Oleh Sholahuddin
Juli lalu, bertepatan dengan awal tahun ajaran baru, pemerintah memberlakukan Kurikulum 2013. Dengan kurikulum yang baru itu, diharapkan muncul ”generasi emas” yang unggal dan inovatif, serta memiliki karakter yang baik, toleran, rukun dan cinta damai.
Perubahan kurikulum, di mana pun, sebetulnya hampir sama, selalu membutuhkan penyesuaian pola pikir para pemangku kepentingan (stake holders). Yayasan, kepala sekolah, guru satuan pendidikan dan pengawas sekolah perlu memahami perubahan kurikulum itu.

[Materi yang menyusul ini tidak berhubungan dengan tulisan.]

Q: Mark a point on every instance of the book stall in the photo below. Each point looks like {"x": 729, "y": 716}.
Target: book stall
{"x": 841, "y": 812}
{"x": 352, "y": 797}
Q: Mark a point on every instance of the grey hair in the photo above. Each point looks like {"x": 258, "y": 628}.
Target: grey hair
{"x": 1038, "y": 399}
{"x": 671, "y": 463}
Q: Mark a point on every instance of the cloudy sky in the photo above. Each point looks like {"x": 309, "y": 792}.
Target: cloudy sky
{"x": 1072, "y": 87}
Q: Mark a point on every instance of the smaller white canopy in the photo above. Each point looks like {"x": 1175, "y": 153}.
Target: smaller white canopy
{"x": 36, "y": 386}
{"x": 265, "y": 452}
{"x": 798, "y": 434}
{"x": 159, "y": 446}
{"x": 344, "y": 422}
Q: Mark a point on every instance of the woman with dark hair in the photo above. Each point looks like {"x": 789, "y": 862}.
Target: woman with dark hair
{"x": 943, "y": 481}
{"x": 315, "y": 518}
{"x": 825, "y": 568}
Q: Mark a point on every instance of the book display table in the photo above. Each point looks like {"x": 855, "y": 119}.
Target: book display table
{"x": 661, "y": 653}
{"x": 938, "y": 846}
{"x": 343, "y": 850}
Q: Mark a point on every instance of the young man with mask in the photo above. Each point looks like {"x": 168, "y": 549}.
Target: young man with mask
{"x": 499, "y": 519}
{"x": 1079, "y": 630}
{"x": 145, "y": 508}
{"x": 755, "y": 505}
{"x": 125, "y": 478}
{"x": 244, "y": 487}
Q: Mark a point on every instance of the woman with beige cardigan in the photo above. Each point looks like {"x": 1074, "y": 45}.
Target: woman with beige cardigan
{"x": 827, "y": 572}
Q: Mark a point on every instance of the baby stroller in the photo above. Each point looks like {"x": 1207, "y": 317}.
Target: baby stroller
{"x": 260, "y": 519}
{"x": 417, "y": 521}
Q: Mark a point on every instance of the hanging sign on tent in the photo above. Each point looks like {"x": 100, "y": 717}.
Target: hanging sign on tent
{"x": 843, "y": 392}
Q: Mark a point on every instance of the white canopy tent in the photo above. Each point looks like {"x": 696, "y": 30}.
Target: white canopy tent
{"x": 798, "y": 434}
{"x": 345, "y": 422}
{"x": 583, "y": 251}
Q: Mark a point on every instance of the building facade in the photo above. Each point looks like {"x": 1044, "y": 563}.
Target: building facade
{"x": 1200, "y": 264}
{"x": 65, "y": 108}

Demikian pula yang terjadi pada Kurikulum 2013 ini, mungkin akan sukses bila ada perubahan paradigma, atau lebih tepatnya mindset para guru dalam proses pembelajaran.
Hal itu mengingat substansi perubahan dari Kurikulum 2006 (KTSP) ke Kurikulum 2013 ini adalah perubahan proses pembelajaran, dari pola pembelajaran ala bank, yaitu guru menulis di papan tulis dan murid mencatat di buku serta guru menerangkan sedangkan murid mendengarkan, menjadi proses pembelajaran yang lebih mengedepankan murid melakukan pengamatan, bertanya, mengeksplorasi, mencoba, dan mengekspresikannya.
Proses pembelajaran yang mendorong siswa untuk aktif tersebut hanya mungkin terwujud bila mindset guru telah berubah. Mereka tidak lagi memiliki pemikiran bahwa mengajar harus di dalam kelas dan menghadap ke papan tulis. Mengajar bisa dilakukan di perpustakaan, kebun, tanah lapang, atau juga di sungai.
Media pembelajaran pun tidak harus buku, alat peraga, atau komputer. Tanam-tanaman dan pohon di kebun, sungai, dan sejenisnya juga dapat menjadi media pembelajaran. Karena sudah berpuluh tahun mengajar, mengubah mindset guru, bukanlah perkara gampang. Kemdikbud perlu bekerja ekstra untuk benar-benar menyosialisasikan Kurikulum 2013 dan melakukan training ke sekolah-sekolah yang telah siap mengimplementasikan Kurikulum 2013.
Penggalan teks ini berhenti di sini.